Mammutprozess gegen Telekom beginnt

17.000 Aktionäre werfen dem Unternehmen vor, falsche Infos verbreitet zu haben. Streitwert: 80 Millionen Euro

FRANKFURT/MAIN dpa ■ Der mit Spannung erwartete Musterprozess um den Börsengang der Deutschen Telekom beginnt an diesem Montag vor dem Oberlandesgericht Frankfurt. Rund 17.000 Anleger verlangen von dem früheren Staatskonzern Schadensersatz in Höhe von insgesamt 80 Millionen Euro.

In dem Verfahren will das Gericht zunächst grundsätzlich klären, ob der Prospekt für die dritte Aktienplatzierung im Jahr 2000 korrekt war.

Dem Oberlandesgericht liegt ein Katalog mit insgesamt 187 einzelnen Punkten vor, die vorab für alle Kläger verbindlich geprüft werden sollen. Dabei geht es unter anderem darum, ob die Telekom den Wert ihrer Immobilien richtig angegeben hatte. Denn nach dem Börsengang hatte der Konzern die Buchwerte deutlich reduzieren müssen. Für diese Frage muss das Gericht möglicherweise ein Sachverständigengutachten einholen, was rund ein Jahr dauern könnte.

Zunächst will sich die Kammer aber mit der Frage beschäftigen, ob die milliardenschwere Übernahme des US-Mobilfunkanbieters VoiceStream zum Zeitpunkt des Börsengangs de facto bereits vereinbart war, ohne dass die Öffentlichkeit dies wusste. Auch hier waren später große Abschreibungen notwendig. Nach Ansicht der Anwaltskanzlei Tilp würde es ausreichen, wenn der Prospekt zum Börsengang auch nur in einem einzigen Punkt falsch gewesen wäre. Die Kläger hätten dann aus Sicht der Anwälte Anspruch auf die Rückzahlung der Differenz zwischen dem Ausgabepreis von 63,50 Euro und dem heutigen Wert von rund 11 Euro oder dem individuellen Verkaufserlös.
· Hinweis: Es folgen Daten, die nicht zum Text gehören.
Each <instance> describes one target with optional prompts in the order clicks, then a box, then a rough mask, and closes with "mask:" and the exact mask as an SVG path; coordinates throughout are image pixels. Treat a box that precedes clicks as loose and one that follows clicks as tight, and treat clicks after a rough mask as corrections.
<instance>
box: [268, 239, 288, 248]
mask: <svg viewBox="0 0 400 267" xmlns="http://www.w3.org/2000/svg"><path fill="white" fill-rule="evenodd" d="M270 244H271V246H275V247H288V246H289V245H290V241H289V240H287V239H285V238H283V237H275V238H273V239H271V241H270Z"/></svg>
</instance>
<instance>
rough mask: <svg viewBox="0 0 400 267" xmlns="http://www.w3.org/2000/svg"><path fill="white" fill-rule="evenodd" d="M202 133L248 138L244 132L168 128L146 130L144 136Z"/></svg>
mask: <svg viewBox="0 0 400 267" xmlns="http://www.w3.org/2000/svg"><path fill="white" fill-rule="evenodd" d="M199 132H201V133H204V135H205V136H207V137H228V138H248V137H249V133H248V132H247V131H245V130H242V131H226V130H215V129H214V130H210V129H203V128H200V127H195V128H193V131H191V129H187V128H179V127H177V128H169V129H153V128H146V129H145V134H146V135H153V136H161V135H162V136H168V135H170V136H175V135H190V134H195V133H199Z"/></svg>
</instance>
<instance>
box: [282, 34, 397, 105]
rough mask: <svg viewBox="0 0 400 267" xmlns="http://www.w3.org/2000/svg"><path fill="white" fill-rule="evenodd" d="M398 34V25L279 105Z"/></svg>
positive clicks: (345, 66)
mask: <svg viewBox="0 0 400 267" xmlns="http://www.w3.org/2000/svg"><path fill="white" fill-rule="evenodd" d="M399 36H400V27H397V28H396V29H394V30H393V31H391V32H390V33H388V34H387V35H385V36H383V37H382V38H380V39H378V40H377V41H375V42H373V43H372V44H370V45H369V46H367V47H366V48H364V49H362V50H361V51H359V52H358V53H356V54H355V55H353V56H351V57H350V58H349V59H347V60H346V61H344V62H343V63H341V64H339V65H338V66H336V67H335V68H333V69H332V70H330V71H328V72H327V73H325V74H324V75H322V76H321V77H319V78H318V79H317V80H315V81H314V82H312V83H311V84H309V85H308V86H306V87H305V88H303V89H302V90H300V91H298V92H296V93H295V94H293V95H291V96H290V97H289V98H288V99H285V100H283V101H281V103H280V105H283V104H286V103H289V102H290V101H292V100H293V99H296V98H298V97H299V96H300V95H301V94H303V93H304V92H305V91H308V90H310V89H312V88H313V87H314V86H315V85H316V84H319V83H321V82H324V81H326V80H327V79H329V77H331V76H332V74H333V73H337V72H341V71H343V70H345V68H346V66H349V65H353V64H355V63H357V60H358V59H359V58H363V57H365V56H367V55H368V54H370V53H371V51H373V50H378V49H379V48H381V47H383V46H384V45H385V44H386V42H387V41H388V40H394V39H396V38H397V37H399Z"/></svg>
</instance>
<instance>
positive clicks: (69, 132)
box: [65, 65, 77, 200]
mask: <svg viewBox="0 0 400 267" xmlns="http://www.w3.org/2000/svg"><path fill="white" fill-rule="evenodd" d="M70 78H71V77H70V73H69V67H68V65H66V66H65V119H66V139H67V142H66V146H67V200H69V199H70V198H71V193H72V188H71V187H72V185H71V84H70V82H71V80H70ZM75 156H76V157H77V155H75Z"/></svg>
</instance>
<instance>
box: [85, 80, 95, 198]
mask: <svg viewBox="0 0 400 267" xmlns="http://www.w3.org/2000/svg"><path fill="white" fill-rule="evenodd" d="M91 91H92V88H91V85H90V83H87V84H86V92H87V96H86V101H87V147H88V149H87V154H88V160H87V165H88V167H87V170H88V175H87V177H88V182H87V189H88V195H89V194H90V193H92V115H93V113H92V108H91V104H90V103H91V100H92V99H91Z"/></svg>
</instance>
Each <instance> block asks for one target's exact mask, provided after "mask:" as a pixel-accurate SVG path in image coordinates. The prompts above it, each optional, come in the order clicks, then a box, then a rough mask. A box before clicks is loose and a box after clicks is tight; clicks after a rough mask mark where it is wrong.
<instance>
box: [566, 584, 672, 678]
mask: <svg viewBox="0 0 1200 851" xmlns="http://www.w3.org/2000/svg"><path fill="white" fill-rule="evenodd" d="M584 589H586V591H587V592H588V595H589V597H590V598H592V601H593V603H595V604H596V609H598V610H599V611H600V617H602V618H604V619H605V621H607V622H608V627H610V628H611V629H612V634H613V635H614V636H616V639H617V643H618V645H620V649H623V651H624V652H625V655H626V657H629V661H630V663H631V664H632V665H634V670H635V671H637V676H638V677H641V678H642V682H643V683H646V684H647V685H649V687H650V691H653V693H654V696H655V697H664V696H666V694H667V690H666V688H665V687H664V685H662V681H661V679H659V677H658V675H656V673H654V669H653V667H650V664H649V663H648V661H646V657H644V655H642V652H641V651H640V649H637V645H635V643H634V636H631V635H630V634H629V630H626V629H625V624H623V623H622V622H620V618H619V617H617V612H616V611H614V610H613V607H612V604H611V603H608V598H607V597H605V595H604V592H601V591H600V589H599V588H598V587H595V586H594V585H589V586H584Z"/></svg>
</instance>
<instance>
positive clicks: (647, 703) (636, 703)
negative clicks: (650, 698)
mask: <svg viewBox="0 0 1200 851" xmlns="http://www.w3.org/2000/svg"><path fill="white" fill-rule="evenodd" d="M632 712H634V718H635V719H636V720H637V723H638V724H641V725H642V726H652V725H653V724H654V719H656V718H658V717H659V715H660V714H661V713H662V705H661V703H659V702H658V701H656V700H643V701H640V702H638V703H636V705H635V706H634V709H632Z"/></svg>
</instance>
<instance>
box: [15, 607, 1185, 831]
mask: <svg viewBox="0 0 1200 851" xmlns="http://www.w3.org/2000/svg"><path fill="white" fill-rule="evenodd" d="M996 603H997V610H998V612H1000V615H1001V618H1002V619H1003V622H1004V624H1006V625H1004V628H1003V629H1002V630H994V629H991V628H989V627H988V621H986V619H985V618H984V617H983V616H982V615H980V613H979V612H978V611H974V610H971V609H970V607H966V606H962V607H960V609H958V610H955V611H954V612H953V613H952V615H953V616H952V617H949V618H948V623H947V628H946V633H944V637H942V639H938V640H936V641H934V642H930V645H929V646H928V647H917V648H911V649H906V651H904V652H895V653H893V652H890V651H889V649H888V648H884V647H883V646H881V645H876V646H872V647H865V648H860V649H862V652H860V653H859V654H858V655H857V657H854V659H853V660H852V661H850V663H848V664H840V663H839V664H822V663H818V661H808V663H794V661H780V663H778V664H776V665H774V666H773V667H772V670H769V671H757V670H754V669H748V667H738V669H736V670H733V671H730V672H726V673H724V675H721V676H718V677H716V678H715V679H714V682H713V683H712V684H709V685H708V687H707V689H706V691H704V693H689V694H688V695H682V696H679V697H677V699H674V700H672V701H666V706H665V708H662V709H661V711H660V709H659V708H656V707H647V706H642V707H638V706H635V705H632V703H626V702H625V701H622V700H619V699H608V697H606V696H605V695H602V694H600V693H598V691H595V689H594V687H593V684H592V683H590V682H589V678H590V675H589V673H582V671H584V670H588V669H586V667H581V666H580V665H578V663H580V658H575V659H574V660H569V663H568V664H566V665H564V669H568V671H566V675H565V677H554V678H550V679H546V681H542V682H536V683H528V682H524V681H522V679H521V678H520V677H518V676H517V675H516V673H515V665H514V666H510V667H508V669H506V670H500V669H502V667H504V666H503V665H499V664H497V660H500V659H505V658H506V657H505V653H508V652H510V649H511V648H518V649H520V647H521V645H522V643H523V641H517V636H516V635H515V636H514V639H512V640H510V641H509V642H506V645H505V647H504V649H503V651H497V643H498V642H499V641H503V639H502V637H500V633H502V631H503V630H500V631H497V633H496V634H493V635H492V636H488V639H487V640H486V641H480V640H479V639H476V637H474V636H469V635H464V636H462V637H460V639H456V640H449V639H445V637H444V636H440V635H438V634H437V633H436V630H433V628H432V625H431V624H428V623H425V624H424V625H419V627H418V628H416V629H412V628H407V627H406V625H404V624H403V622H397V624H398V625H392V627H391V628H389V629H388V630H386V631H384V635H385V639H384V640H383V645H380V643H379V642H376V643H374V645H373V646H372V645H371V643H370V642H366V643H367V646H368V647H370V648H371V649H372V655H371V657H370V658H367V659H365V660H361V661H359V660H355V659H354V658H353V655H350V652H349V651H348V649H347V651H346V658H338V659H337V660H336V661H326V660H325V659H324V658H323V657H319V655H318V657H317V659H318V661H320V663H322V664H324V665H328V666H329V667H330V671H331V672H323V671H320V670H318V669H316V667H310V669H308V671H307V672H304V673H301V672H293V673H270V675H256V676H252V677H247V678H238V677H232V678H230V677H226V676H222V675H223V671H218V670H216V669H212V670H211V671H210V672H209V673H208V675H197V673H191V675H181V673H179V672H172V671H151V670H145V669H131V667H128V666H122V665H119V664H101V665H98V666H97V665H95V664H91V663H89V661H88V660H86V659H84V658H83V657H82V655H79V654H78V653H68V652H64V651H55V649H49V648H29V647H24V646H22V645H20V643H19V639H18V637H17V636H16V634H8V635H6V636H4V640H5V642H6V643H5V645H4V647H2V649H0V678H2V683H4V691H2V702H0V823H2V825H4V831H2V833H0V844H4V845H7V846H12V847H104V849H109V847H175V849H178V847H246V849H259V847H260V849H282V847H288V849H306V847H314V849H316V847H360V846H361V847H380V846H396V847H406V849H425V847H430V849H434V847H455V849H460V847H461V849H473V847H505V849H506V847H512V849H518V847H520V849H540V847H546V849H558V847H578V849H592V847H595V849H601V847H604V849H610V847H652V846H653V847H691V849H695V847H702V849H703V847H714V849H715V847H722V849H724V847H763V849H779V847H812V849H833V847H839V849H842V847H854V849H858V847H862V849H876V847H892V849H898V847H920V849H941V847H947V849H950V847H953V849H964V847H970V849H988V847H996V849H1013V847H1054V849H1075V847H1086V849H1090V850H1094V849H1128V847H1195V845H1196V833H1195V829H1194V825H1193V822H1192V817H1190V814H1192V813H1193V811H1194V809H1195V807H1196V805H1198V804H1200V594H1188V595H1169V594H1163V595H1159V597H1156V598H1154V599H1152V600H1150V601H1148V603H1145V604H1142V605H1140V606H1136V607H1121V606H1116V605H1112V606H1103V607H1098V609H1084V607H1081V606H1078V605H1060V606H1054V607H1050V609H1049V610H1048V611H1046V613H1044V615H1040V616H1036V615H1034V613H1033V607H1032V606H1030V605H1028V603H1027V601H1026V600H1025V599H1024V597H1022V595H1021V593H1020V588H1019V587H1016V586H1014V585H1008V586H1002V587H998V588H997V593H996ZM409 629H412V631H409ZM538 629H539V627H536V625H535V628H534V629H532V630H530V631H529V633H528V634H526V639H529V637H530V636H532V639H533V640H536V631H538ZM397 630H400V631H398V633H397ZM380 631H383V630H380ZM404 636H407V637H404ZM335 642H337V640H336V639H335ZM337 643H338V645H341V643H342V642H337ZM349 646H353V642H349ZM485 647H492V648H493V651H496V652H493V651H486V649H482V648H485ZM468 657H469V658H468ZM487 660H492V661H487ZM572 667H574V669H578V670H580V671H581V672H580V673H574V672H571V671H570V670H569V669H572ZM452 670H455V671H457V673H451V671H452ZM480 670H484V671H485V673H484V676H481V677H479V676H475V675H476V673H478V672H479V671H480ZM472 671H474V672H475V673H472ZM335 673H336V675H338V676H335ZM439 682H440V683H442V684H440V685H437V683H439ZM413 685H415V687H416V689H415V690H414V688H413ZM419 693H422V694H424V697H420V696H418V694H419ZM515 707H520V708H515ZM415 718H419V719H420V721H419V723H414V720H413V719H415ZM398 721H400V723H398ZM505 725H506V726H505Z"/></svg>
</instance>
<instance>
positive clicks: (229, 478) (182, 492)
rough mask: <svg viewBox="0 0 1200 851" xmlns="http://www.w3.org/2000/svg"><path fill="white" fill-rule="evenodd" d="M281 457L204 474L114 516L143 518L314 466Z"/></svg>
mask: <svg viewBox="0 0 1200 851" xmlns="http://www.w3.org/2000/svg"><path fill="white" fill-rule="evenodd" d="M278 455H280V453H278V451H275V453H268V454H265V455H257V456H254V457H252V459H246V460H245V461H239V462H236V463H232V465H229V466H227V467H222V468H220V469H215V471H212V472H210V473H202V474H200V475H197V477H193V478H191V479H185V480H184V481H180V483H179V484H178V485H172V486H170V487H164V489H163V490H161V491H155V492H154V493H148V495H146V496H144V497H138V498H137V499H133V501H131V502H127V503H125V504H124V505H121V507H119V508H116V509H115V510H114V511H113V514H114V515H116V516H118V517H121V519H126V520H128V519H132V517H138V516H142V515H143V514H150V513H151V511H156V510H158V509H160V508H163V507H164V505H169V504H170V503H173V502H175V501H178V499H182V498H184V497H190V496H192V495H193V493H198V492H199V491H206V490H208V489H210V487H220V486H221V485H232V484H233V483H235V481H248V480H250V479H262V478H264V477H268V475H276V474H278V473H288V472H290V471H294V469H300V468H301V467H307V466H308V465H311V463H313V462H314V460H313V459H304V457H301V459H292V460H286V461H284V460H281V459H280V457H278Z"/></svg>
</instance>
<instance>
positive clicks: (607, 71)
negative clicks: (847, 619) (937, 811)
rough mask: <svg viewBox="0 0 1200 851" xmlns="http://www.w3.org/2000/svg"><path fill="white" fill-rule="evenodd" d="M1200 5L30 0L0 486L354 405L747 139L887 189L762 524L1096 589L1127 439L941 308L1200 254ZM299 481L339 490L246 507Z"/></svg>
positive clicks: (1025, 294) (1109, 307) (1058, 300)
Für solche Mammutprozesse war eigens ein neues Gesetz geschaffen worden, mit dem die Verfahren beschleunigt werden sollen. „Der Gesetzgeber wollte erreichen, dass nicht 17.000 Kläger in Masse ein Unternehmen anklagen, sondern dass durch ein Musterverfahren die Grundsatzfragen geklärt werden“, erläuterte der Aktienrechtsexperte Rüdiger von Rosen.

Auf die Telekom kommt eine ganze Reihe von Klagen zu. So wurden auch die Prospekte für die erste und zweite Aktienplatzierung angefochten.

Zudem klagen Aktionäre von T-Online auf einen höheren Übernahmepreis für ihre Anteile. Sie sehen sich bei der Verschmelzung auf den Mutterkonzern mit einer Abfindung von 8,99 Euro pro T-Online-Aktie finanziell benachteiligt.

Im Frankfurter Prozess wird es an den ersten beiden Tagen um die Klärung von Verfahrensfragen gehen. Für den dritten Verhandlungstag am 14. April hat das Gericht den früheren Telekom-Chef Ron Sommer geladen. Theoretisch können sämtliche 17.000 Kläger an dem Prozess teilnehmen und über 800 Anwaltskanzleien Fragen stellen. Damit wird allerdings nicht gerechnet – in den meisten der Fälle geht es um Summen von jeweils rund 3.500 Euro.